Thank God that Melissa S. got kicked off, she's such a brat. Did she forget she's trying to join a GROUP ... she's not an individual so not being able to work 100% with your other group members doesn't make you look too good.


----------



## Dawn (Apr 19, 2007)

Yeah, it was so funny how she was making fun of Chelsea and then Chelsea moved on to the next round.   HA!!!!!!  I really think Melissa S. was shocked that she wasn't staying.  I really like Chelsea, but don't think she is going to win.  Very tough decision between the other 2 girls.  They are both so good.


----------



## CaraAmericana (Apr 19, 2007)

Asia is impressing me! She would look good with the group. But please, get her some braces.


----------



## TangoMango (May 6, 2007)

How does everyone else feel about Asia's win? I still think Melissa R should have won.


----------



## xSazx (May 8, 2007)

I wanted Melissa R to win 
	

	
	
		
		

		
			





 not a fan of Aisa!


----------



## Holly (May 8, 2007)

Lol for some reason I found all the contestants of TNPCD looked really young compared to the PCDs. Like when Asia was singing and dancing with them, I thought that she looked like their little sister singing and dancing with them lol


----------



## nunu (Mar 23, 2008)

This show is on for us UK viewers it's on TMF back to back episodes today. I watched it last year in April, i love Chelsea!
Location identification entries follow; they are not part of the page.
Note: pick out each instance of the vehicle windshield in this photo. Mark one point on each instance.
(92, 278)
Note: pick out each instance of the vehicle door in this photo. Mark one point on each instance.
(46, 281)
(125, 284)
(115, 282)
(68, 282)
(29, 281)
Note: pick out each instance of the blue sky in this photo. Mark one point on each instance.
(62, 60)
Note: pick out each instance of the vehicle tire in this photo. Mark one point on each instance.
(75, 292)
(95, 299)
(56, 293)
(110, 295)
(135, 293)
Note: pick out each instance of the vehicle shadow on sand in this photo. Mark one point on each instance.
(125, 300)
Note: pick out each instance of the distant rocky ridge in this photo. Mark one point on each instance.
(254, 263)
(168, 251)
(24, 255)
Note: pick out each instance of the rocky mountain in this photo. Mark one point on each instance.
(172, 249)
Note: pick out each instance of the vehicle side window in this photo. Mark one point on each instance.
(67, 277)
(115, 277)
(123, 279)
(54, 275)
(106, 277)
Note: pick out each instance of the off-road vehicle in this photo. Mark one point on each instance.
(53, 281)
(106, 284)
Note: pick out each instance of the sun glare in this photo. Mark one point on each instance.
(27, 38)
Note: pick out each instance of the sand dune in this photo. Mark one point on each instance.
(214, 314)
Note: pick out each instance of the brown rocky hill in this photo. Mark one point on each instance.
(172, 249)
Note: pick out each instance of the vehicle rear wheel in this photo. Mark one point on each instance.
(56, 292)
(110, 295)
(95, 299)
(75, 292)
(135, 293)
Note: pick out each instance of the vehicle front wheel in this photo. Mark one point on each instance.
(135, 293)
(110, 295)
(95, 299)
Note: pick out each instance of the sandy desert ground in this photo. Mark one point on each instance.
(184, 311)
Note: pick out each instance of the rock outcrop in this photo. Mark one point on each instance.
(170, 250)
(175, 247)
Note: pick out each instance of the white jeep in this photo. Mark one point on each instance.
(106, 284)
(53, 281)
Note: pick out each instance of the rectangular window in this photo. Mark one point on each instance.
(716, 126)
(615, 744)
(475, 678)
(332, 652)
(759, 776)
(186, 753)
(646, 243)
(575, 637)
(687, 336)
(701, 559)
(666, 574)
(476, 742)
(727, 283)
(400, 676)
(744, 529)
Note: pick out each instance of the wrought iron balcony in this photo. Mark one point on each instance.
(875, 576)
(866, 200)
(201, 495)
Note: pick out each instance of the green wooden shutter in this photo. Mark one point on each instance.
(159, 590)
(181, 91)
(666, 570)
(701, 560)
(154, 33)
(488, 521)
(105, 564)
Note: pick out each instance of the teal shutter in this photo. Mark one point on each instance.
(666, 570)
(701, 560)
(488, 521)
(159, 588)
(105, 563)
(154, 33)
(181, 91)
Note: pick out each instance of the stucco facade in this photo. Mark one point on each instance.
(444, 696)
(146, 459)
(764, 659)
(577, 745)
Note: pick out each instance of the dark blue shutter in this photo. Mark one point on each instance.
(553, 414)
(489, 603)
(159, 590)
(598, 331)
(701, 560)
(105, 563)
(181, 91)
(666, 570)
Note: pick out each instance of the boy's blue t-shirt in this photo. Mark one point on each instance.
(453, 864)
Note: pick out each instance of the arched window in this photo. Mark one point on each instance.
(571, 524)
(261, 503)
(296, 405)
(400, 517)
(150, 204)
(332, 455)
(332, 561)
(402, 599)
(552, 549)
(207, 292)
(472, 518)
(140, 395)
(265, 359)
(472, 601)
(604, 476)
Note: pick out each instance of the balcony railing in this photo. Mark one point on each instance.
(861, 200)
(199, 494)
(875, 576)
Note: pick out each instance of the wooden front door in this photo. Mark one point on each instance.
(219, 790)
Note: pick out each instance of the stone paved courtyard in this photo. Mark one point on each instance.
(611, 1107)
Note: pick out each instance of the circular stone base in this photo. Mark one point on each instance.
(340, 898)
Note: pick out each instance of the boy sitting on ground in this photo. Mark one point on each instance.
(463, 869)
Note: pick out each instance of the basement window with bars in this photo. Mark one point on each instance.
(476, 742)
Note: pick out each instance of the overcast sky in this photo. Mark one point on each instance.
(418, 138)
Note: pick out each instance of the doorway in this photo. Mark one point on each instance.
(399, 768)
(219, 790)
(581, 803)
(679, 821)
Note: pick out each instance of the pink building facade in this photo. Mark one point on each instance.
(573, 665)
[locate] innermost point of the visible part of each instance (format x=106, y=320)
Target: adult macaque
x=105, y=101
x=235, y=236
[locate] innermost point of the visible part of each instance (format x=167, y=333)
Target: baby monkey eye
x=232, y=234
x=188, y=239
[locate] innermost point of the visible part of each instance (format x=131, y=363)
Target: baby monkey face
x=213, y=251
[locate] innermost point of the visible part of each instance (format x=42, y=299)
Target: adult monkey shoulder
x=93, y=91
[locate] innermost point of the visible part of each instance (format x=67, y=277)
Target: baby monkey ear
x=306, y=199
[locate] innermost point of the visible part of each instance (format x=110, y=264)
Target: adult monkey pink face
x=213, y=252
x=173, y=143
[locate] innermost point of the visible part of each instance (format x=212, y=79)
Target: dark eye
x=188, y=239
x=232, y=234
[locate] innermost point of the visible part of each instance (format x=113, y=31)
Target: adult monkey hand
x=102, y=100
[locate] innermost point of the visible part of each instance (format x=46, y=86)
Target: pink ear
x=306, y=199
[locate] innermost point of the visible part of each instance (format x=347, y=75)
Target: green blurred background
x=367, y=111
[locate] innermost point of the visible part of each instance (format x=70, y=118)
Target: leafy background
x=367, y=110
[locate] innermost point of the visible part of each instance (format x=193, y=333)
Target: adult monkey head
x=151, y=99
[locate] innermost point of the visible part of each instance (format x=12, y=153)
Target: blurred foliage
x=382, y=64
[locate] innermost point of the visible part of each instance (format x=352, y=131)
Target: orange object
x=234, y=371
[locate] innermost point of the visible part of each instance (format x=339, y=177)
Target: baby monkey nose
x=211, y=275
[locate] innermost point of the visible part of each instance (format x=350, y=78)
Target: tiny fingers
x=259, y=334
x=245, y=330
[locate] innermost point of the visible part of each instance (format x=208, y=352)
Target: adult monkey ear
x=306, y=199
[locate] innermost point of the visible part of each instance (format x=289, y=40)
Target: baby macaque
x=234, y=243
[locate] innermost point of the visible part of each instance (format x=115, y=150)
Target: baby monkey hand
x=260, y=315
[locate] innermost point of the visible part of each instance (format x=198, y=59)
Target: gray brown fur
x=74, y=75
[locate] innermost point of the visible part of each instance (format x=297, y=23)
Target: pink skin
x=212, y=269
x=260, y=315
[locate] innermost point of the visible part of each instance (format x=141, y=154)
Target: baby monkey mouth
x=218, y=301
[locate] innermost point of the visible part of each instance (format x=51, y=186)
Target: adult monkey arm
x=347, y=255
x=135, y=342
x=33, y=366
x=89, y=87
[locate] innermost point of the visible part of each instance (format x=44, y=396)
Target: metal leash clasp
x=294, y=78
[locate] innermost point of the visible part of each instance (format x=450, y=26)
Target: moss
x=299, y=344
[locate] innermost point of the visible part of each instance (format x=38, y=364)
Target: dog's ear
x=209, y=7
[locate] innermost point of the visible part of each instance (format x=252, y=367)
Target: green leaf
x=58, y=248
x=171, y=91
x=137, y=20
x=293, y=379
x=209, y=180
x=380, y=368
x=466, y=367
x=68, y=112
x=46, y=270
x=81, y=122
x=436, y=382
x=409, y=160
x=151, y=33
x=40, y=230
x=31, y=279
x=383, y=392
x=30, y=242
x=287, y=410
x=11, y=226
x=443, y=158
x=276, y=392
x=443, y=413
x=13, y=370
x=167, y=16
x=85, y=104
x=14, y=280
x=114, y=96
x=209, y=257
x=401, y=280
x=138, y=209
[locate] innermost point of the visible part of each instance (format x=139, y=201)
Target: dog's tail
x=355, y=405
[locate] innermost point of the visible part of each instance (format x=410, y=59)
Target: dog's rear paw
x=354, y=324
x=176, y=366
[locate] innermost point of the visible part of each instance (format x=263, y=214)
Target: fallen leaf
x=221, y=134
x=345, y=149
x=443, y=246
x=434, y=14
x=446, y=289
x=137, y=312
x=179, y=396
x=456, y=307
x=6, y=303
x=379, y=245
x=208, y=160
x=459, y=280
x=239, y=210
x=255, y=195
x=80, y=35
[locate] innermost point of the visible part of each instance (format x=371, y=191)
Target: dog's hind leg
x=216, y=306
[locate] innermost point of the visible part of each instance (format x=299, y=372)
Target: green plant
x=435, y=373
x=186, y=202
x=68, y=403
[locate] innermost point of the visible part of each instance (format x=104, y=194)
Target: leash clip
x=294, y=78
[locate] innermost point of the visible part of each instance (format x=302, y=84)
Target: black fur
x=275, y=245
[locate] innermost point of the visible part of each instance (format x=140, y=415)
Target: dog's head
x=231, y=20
Oh yes and i noticed that the make up they use is MAC, it is written in the credits of the show at the end.


----------



## user79 (Mar 25, 2008)

Whatever happened to the winner, she's not in the band now, is she? I thought that was the point...?


----------



## nunu (Mar 25, 2008)

yes apparently she left! LOL..


----------



## glam8babe (Mar 25, 2008)

yeh i heard she left.. or something? but nicole scherzinger left to go solo but now shes going back in the band.. thank god!


----------



## TangoMango (Mar 30, 2008)

Is anyone watching the new show, Girlicious? It makes me miss the girls from last season. Especially Chelsea and Anastasia.


----------



## xoxprincessx0x (Mar 30, 2008)

i love jenna!!! and i lovee all the makeup they wear!! lol


----------